Machine & Me is a series of textile glitch art that seeks to demonstrate a visual progression of my attempts to distort an image using hand and digital means. Unlike traditional glitch art that requires no hand labour and craftsmanship, my work bridges the gap between textile-making techniques and collaboration with digital technologies. My process-based practice combines critical inquiry with textile-making to create unexpected surface outcomes by playing with hand and digital distortion methods that are guided by spontaneity and investigate errors of the human hand.
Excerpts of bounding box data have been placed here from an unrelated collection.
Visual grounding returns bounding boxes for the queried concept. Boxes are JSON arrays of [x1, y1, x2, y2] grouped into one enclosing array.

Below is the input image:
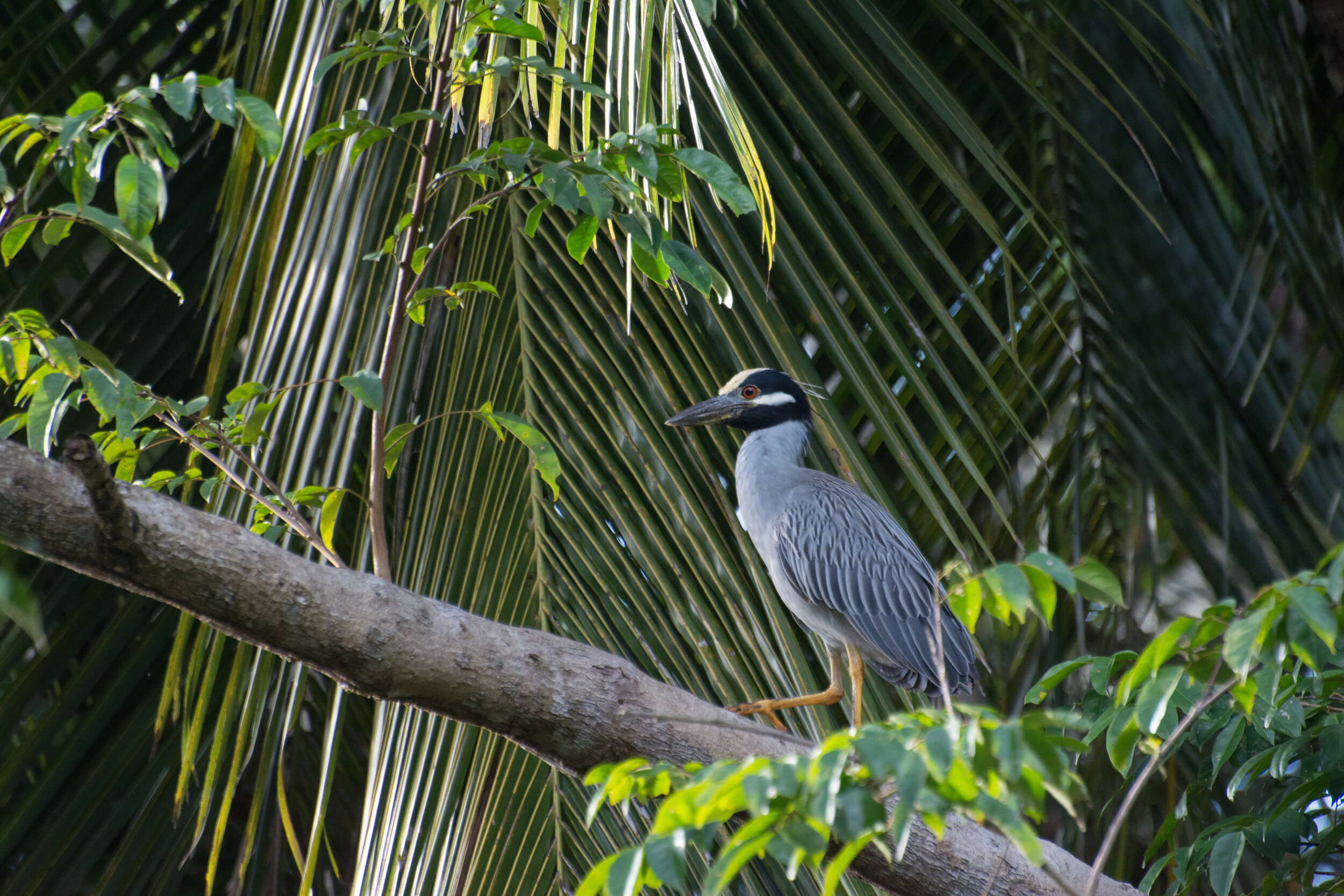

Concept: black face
[[668, 368, 812, 433]]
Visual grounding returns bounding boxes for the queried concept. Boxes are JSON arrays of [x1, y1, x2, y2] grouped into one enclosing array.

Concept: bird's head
[[667, 367, 812, 433]]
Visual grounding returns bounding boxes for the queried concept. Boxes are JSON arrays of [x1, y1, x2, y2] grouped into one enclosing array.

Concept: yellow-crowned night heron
[[668, 368, 980, 727]]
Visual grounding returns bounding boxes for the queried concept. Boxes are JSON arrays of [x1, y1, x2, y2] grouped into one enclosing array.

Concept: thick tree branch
[[0, 441, 1137, 896]]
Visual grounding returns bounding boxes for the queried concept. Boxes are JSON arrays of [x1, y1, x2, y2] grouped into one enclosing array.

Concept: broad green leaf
[[319, 489, 346, 548], [631, 243, 672, 283], [116, 154, 159, 240], [66, 90, 106, 116], [81, 368, 121, 422], [70, 339, 118, 383], [1286, 586, 1339, 653], [1024, 657, 1093, 704], [383, 423, 416, 478], [1020, 565, 1055, 629], [948, 579, 983, 632], [1134, 666, 1183, 734], [237, 90, 283, 162], [51, 197, 183, 298], [28, 371, 70, 457], [1023, 551, 1078, 594], [0, 215, 38, 267], [564, 215, 598, 264], [163, 71, 196, 118], [984, 563, 1032, 622], [675, 146, 755, 215], [663, 239, 714, 298], [491, 411, 561, 501], [1209, 830, 1246, 896], [340, 369, 383, 412], [1106, 707, 1144, 775], [1223, 605, 1273, 677], [1074, 557, 1125, 607], [201, 78, 237, 127]]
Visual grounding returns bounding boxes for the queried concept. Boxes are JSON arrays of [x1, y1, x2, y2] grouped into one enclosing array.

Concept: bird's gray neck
[[737, 420, 812, 542]]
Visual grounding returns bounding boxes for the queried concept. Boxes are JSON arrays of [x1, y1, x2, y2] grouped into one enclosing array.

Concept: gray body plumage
[[737, 422, 978, 693]]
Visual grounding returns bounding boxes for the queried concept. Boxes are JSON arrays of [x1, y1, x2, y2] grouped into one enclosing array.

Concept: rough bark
[[0, 441, 1137, 896]]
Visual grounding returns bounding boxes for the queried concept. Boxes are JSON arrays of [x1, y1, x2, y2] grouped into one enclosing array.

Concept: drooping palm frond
[[10, 0, 1339, 893]]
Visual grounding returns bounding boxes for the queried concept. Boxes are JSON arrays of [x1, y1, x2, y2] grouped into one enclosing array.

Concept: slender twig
[[368, 3, 459, 582], [159, 414, 347, 570], [1083, 671, 1236, 896]]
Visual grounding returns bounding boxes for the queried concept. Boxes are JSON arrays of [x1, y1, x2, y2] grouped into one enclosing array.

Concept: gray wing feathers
[[777, 473, 978, 692]]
These methods of surface design produce unique colours, shapes, and patterns that would be impossible without the collaboration between hand and machine. After following a predetermined order of sequence of manipulation, the distorted image was printed onto fabric to be embellished with beads and embroidery techniques to introduce new colours and textures in the artwork. Then, the distorted surface was dragged across a flatbed scanner following the scanner’s light to distort the image. In this step, I as the artist lose agency over the outcome as it will be determined by the scanner’s engagement with the texture of beads and speed of my hands’ movements. The results from this method of scanning are usually elongated, superimposed beads, abstracted woven texture of the fabric, and new colours introduced by the scanner’s light.The overall colours of the scanned, distorted image were then enhanced on PhotoShop to reflect the vibrancy of the overall series of work. Then, the new image was printed onto fabric to be embellished further with beads and embroidery techniques. It was in this step where new colours and textures could be introduced through beads and threads to motivate uniquely distorted outcomes in future manipulations and prints. The outcome of such intentional play is a series of mixed-media textiles that reveal processes as layers of memories of materials and the artist’s hand.